Am I off the mark? I suspect I may just not have been at enough orgs with a well developed career track, what the author here calls a 2-level technical track.
First, “state of the art”, with publications and recognition by professional societies. This is relatively easy to distinguish from a Senior, because the publications mount up.
Second, “state of the practice”, with extensive influence on major products/outcomes. The justification in this case usually comes in the form of testimonials like “X led the design and delivery of Y, and without him/her Z, for which Y is critical, would not have flown.”
This kind of person is harder to distinguish from a “solid Senior”. There is some resulting soreness among seniors who haven’t climbed to Principal. There’s a committee of Principals that gives recommendations but management makes the final call. Sometimes retention and organizational strategy are in play, besides just on-paper accomplishments.
Hiring directly into Principal does happen. The committee above makes a special out-of-cycle meeting to review such cases.
So, the difference between Senior and Principal can be in the visibility of the results and level of difficulty. The principal can still be the motor of a relatively small team - as small as 4 or 5 people - if the scope of the accomplishments is enough.
Specific numbers may be helpful. There are also two levels above Principal, Senior Research Scientist and (highest) Fellow. There are about 40 fellows in an org of 6000. There are about 250 principals. One of the fellows is Adam Steltzner, who designed the sky crane landing system for the Mars Curiosity lander.
I've seen many places that "only hire the best" or "only hire seniors" then end up with a bunch of engineers who dont mentor or force multiply but tend to just focus on what ever pice of a system they own.
I've also seen senior used only to justify a pay bracket as well.
Personally I agree that a senior or lead enginner needs to have these skills.
1. (In San Francisco) This can lead to reqs being open for way too long. My company had several roles open for upwards of a year and wouldn’t back off until I convinced my manager that we could train/mentor a less experienced hire to fill those reqs faster than we could fill them directly.
2. I think teaching a skill is important to the development of a skill. It forces you to distill what you do know, and articulate it in a way others can understand. This process is a huge boon to a lot of other traching-related soft skills as well.
3. (Personal opinion) I think we a professional, perhaps ethical, responsibility to improve the quality of our craft. I don’t think most places know how to write and maintain software well as an organization. The state of software as a profession will not improve until we raise the lowest common denominator and do a better job disseminating hard-earned lessons and best practices.
In my book, it's beneficial to stop thinking in titles, and start thinking like trades, in tasks. As a team you have to execute a number of incoming tasks. Tasks collide with a team member, and they can either handle the task or they can't. If they can't, they can ask a more experienced member to split up the task into more manageable pieces.
This has a powerful effect - you can usually add less experienced people to the system to get more throughput.
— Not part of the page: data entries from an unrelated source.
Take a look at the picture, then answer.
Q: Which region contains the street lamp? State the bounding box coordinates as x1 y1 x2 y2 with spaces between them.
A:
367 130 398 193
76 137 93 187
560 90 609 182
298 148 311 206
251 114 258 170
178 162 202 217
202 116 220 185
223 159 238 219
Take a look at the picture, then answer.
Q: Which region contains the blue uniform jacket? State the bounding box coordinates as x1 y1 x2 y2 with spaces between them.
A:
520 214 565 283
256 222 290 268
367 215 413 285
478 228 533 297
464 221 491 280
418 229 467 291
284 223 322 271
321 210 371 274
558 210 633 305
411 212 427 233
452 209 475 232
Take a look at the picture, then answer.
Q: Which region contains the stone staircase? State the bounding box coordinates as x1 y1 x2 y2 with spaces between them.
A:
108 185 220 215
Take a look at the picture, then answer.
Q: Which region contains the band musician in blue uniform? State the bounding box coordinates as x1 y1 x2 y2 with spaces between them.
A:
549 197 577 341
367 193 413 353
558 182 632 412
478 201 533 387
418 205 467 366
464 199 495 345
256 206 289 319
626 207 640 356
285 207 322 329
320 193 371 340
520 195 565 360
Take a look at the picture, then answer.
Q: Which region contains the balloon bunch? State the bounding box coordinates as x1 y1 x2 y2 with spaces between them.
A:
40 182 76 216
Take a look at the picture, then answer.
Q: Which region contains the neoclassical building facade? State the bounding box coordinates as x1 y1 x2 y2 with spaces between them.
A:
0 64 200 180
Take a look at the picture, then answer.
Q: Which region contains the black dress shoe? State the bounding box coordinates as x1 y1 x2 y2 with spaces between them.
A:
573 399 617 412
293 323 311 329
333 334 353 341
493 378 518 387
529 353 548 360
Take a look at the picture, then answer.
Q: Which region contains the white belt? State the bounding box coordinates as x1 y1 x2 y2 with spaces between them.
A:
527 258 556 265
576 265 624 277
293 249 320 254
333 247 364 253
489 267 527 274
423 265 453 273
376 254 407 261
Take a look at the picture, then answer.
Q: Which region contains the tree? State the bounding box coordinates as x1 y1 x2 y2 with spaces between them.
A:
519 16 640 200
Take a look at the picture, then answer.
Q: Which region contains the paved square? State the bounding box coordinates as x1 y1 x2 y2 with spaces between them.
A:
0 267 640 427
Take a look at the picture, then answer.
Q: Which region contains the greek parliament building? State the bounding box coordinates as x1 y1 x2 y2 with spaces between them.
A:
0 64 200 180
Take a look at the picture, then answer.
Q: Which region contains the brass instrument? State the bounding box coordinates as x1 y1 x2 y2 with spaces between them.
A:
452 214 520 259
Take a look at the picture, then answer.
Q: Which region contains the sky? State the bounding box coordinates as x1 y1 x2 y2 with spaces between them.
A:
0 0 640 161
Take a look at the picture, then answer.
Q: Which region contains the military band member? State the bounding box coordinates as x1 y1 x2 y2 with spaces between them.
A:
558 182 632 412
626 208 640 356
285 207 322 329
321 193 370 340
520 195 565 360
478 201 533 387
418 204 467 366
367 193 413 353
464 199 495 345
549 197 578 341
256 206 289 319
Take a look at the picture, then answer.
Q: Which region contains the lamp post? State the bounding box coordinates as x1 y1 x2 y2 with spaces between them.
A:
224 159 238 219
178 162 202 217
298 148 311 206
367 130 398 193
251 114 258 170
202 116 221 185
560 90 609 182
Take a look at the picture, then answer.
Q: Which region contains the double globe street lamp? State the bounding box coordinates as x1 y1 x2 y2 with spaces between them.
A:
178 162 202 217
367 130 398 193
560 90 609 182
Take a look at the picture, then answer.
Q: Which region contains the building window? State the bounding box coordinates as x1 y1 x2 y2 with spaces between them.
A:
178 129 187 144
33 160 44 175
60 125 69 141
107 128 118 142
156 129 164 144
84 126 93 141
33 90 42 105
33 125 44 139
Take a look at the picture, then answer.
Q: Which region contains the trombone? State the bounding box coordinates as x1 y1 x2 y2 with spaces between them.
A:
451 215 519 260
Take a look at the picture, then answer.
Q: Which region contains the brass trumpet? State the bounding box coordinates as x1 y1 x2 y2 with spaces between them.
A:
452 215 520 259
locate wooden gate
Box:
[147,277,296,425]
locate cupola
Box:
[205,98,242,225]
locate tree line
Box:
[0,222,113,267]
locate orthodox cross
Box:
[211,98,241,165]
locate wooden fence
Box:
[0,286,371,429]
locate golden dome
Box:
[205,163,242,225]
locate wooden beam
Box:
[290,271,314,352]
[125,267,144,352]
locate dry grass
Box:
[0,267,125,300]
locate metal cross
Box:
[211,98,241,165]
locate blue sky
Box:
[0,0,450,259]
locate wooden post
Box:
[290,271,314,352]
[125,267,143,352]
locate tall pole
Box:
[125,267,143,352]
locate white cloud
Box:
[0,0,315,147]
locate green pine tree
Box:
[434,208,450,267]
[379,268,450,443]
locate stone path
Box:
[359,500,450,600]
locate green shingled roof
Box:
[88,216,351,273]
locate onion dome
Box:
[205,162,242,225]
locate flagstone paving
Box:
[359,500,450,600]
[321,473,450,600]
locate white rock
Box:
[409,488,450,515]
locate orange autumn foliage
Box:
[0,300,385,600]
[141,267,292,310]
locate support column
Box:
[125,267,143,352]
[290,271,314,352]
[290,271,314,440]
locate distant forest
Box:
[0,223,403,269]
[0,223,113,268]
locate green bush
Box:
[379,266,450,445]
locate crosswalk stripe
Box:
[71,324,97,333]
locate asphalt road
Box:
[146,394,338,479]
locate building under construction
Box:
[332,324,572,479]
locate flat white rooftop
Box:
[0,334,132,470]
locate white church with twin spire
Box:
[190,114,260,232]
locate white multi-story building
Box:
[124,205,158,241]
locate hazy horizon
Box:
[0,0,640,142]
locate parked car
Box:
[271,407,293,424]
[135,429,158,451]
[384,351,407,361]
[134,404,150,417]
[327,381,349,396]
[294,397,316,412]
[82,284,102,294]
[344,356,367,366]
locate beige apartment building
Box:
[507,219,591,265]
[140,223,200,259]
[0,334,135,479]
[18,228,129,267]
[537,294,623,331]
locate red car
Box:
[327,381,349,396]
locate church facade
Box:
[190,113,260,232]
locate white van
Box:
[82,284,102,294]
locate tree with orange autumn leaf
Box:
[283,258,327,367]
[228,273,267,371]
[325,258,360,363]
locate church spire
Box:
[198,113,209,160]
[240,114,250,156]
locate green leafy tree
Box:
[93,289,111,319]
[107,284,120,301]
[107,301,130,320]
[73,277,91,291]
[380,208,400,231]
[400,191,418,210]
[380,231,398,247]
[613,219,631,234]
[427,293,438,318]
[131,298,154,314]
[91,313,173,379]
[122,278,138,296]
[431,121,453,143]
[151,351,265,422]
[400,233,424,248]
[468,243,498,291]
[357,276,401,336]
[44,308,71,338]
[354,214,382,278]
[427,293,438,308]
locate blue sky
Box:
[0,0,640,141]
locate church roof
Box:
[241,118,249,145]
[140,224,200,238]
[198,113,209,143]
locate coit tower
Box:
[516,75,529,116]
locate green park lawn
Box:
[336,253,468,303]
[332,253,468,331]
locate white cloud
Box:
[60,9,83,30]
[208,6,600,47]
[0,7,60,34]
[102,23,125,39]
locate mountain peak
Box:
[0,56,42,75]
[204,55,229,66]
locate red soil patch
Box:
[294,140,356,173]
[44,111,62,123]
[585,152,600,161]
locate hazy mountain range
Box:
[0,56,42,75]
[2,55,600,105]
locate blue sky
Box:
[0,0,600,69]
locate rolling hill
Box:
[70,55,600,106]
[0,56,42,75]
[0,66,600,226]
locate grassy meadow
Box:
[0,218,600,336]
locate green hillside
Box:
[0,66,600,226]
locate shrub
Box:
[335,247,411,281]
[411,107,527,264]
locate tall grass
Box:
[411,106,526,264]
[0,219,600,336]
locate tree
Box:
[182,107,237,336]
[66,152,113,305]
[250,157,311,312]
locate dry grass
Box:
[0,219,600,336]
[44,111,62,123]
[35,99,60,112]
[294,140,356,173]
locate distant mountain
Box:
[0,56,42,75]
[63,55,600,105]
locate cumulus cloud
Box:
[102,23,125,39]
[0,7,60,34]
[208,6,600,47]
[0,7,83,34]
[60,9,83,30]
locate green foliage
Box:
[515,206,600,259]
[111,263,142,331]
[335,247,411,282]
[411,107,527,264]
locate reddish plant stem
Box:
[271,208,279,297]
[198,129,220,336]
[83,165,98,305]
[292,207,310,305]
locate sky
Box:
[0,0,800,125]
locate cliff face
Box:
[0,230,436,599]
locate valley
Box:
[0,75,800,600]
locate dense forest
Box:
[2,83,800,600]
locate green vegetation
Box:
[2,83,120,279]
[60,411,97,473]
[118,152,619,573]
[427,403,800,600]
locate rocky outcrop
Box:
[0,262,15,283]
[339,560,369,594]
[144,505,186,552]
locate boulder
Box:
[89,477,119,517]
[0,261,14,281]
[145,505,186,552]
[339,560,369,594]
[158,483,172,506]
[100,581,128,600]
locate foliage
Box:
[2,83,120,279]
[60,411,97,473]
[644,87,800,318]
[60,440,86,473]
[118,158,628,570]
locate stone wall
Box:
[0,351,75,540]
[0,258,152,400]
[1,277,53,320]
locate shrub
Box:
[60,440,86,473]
As long as someone can split their own time consuming tasks into simpler tasks they can delegate, there is more throughout to be had.
And this in turn teaches people about the technology involved. Yes, you're just following instructions, but you should be picking up knowledge about configuration management, application management, databases, terraform, and so on along the way.
And with that, it's a lot easier to find people, because we can hire people directly from education. And I'm ethically fine with hiring people from education, because we're teaching them a broad set of valuable skills.
Sorry for the rant. I've been discussing the whole senior shortage for far too long.